Il Vaccine Confidence Project è stato fondato dieci anni fa per fornire un approccio sistematico al monitoraggio dell'atteggiamento del pubblico nei confronti dei vaccini e per informare i responsabili politici delle tendenze in evoluzione nel mondo. In Unione europea sono state rilevate recenti perdite significative di fiducia nella sicurezza dei vaccini in Polonia (un calo dal 64% di persone fortemente d'accordo sul fatto che i vaccini sono sicuri nel novembre 2018 al 53% di dicembre 2019), riflettendo il crescente impatto di un movimento no-vax molto organizzato. In Francia, dove la fiducia nei vaccini è stata costantemente bassa, c'è stato un marcato aumento, dal 22% di novembre 2018, al 30% di dicembre 2019. Nel Regno Unito, l'aumento è dal 47% di maggio 2018 al 52% di novembre 2019.

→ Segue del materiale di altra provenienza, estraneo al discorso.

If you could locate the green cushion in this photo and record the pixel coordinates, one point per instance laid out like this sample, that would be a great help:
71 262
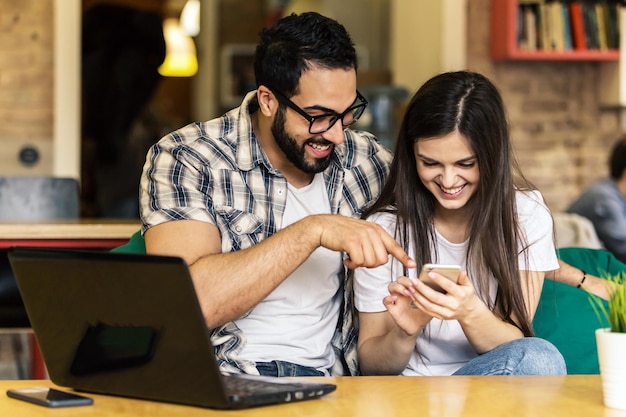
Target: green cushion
565 315
135 244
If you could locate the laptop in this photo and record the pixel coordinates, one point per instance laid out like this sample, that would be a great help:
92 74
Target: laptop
130 325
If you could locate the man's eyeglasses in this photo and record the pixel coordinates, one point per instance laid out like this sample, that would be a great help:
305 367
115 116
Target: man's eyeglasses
323 122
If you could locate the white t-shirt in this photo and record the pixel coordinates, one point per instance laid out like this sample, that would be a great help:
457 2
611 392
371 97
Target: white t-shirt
304 307
443 347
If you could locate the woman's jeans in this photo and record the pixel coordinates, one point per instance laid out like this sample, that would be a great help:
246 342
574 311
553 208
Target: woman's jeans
526 356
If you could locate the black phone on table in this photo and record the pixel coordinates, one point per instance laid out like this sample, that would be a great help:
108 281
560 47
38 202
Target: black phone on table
49 397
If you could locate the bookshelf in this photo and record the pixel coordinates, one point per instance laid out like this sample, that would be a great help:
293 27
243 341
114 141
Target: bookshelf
510 39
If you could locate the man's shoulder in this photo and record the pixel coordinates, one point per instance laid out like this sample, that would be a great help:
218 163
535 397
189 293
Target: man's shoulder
362 147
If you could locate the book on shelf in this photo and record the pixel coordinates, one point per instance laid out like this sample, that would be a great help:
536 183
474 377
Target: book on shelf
563 25
577 25
600 20
591 25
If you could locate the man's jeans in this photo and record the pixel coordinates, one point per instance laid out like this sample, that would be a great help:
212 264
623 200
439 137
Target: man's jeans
281 368
526 356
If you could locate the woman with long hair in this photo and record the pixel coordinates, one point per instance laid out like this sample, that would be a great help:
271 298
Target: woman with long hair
455 195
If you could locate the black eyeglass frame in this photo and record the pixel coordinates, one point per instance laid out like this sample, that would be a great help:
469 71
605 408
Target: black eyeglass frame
282 99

Tornando al livello mondiale, i rischi di un vaccino contro la dengue (Dengvaxia) nelle Filippine nel 2017 hanno portato a un drastico calo della fiducia nella sicurezza delle iniezioni scudo, hanno influito sull'adozione dei vaccini di routine, e hanno fatto sì che le Filippine abbandonassero il posizionamento fra i primi 10 paesi con il più alto livello complessivo di fiducia che avevano nel 2015, crollando al 70esimo posto nel 2019. In Corea del Sud, gli sforzi di mobilitazione online contro l'immunizzazione infantile da parte di community come Anaki (abbreviazione coreana di "allevare bambini senza farmaci"), sono stati identificati come barriera chiave alla vaccinazione.

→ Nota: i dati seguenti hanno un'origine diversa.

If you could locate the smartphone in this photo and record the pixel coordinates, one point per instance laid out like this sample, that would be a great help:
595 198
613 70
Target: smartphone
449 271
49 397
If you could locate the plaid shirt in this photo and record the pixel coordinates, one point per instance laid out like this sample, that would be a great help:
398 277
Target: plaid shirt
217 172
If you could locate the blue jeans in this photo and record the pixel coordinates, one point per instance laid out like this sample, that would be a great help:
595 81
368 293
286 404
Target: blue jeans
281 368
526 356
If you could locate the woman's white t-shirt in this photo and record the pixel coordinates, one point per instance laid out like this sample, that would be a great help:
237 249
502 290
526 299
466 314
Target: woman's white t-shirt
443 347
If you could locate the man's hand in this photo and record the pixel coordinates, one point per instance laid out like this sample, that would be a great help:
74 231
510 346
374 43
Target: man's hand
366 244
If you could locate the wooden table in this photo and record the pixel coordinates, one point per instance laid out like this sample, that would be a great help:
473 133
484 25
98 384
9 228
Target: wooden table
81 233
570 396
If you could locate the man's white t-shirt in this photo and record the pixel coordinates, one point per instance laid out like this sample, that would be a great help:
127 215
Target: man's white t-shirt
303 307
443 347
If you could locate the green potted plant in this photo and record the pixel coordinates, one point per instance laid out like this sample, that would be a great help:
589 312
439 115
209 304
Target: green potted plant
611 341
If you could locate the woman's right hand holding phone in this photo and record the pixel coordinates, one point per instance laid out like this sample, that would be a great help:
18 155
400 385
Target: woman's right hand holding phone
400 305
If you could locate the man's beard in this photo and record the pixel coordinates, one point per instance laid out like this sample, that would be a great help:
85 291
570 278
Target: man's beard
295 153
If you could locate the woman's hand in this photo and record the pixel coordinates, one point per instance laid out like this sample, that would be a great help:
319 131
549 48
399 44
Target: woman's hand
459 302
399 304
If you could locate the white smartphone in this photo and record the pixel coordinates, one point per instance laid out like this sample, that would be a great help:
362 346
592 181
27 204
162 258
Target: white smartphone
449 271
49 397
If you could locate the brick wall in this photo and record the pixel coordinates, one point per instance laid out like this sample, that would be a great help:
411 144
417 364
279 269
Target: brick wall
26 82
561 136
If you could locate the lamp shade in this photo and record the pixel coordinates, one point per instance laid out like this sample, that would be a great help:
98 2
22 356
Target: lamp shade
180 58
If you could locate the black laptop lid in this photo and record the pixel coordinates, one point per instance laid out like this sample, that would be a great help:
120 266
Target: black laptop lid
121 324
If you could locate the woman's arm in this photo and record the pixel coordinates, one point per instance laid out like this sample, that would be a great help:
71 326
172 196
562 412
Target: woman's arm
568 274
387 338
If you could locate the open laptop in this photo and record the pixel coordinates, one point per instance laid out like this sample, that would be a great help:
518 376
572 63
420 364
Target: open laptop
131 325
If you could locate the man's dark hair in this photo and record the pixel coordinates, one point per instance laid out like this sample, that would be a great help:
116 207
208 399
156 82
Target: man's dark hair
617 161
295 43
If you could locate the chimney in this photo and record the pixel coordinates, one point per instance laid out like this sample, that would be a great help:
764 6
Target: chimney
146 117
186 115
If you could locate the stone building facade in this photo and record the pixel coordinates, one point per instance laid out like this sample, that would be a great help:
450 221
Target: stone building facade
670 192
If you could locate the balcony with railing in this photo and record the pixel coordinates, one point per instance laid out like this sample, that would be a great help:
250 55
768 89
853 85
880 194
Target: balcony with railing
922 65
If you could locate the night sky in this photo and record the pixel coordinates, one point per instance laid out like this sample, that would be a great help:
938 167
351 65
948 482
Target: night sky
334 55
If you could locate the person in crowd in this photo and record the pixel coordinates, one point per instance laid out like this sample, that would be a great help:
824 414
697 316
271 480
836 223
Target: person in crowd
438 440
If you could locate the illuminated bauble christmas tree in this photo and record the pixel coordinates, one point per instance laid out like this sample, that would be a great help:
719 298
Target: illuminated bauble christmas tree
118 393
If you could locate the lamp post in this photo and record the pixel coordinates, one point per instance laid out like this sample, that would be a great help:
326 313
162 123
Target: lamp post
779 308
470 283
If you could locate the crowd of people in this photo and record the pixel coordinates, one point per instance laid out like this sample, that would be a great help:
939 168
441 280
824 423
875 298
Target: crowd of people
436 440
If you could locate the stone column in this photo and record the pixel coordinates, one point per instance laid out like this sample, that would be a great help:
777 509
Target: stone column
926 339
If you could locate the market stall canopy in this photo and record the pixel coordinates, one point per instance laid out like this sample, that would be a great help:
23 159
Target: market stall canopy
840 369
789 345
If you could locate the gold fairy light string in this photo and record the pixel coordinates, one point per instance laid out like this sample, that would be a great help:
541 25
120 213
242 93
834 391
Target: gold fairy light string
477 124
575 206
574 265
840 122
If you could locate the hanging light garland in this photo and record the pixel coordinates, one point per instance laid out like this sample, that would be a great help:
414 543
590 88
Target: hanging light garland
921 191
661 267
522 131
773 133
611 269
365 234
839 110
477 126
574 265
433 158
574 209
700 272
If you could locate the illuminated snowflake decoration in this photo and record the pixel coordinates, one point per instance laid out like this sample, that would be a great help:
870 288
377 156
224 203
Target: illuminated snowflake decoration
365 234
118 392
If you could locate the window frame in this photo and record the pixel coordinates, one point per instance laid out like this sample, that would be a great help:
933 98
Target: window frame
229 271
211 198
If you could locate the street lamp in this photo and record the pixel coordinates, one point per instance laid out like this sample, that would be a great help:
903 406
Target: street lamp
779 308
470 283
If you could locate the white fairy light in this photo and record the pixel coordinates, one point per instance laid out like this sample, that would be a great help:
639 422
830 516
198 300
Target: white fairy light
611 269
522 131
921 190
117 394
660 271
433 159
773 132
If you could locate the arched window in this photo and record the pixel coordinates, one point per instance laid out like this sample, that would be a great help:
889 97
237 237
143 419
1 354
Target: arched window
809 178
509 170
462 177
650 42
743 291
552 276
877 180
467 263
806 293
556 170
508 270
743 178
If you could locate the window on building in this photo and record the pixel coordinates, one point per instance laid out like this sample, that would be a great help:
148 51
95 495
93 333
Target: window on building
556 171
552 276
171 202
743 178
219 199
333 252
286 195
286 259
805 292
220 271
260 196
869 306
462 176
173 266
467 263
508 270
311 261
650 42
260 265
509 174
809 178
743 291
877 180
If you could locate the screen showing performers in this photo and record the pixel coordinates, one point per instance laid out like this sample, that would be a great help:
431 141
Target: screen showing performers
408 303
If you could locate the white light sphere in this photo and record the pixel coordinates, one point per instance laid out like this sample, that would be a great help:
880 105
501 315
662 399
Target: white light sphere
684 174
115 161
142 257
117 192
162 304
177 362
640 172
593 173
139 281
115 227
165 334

In Indonesia, che ha avuto uno dei maggiori cali di fiducia al mondo (la percezione della sicurezza è calata dal 64 al 50%), il sospetto degli autori è che gli atteggiamenti negativi potrebbero essere stati in parte innescati da leader musulmani - che hanno messo in dubbio la sicurezza del vaccino anti morbillo-parotite-rosolia e hanno emesso una fatwa sostenendo che il vaccino era proibito e conteneva ingredienti derivati dai suini - in parte dai guaritori locali che promuovono 'alternative' naturali.


Altri dati: nel 2019, Iraq (95%), Liberia (93%) e Senegal (92%) hanno registrato la percentuale più alta di intervistati che hanno convenuto che è importante vaccinare i bambini, mentre Hong Kong (36%), Russia (34 %) e Albania (26%) riportano la percentuale più bassa di persone fortemente d'accordo sull'importanza dei vaccini. Lo studio ha poi rilevato che essere maschi o meno istruiti è collegato a una minore possibilità di assunzione del vaccino.

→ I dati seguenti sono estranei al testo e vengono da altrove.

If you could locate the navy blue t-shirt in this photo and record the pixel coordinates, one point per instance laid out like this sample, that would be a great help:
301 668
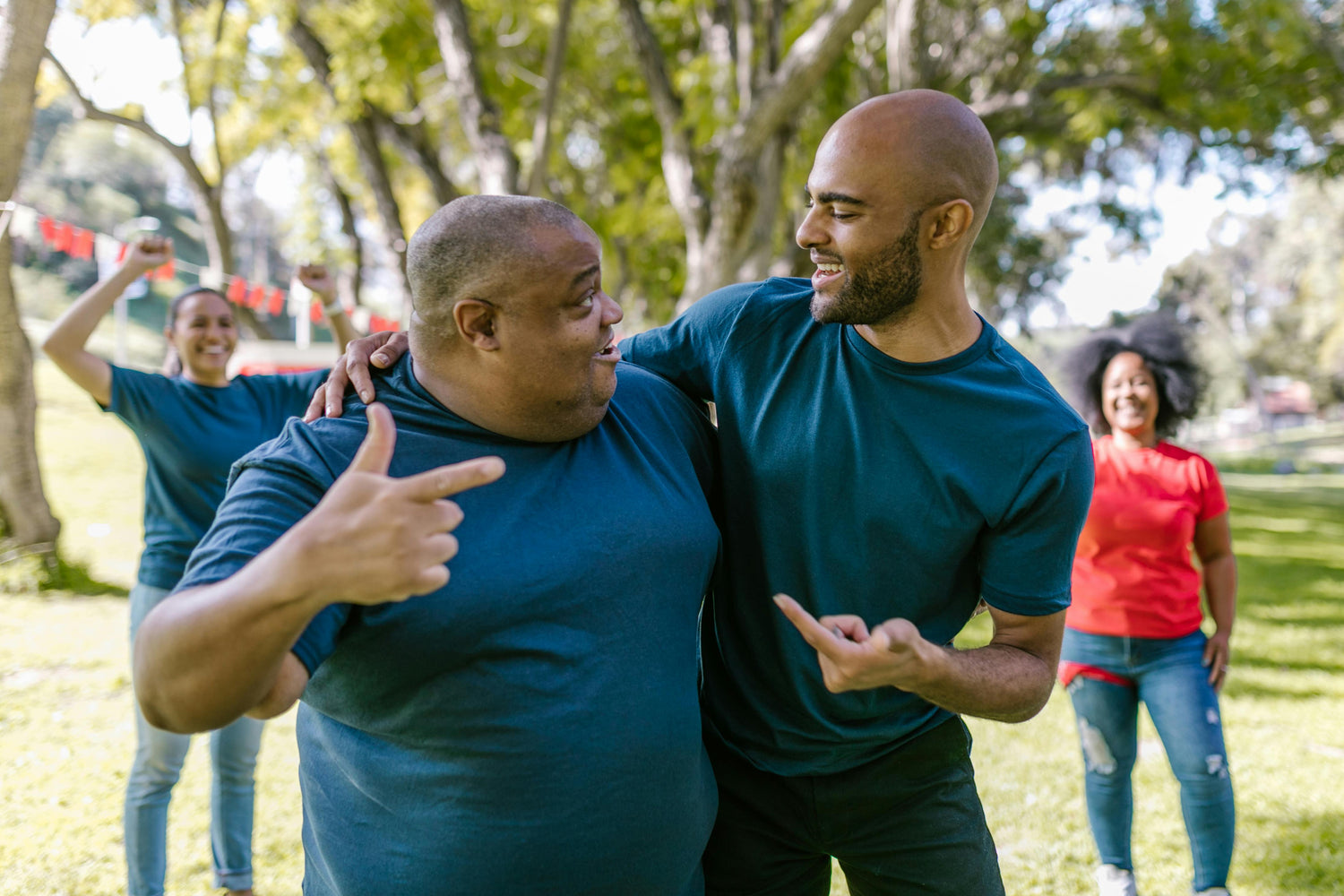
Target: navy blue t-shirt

"Situazioni come quella del caso vaccino Dengvaxia sono estremamente rare", puntualizza Daniel Salmon della John Hopkins Bloomberg School of Public Health negli Usa, non coinvolto nello studio. Ma "senza un investimento globale sostanziale nella sorveglianza attiva della sicurezza dei vaccini, nel monitoraggio continuo delle percezioni pubbliche e nello sviluppo di strategie di comunicazione rapide e flessibili, c'è il rischio che i vaccini anti Sars-CoV-2 non raggiungano mai il loro potenziale a causa della continua incapacità di rispondere rapidamente ed efficacemente alle preoccupazioni sulla sicurezza, che siano esse reali o meno. Con ogni crisi arriva l'opportunità; non dovrebbe essere ignorato".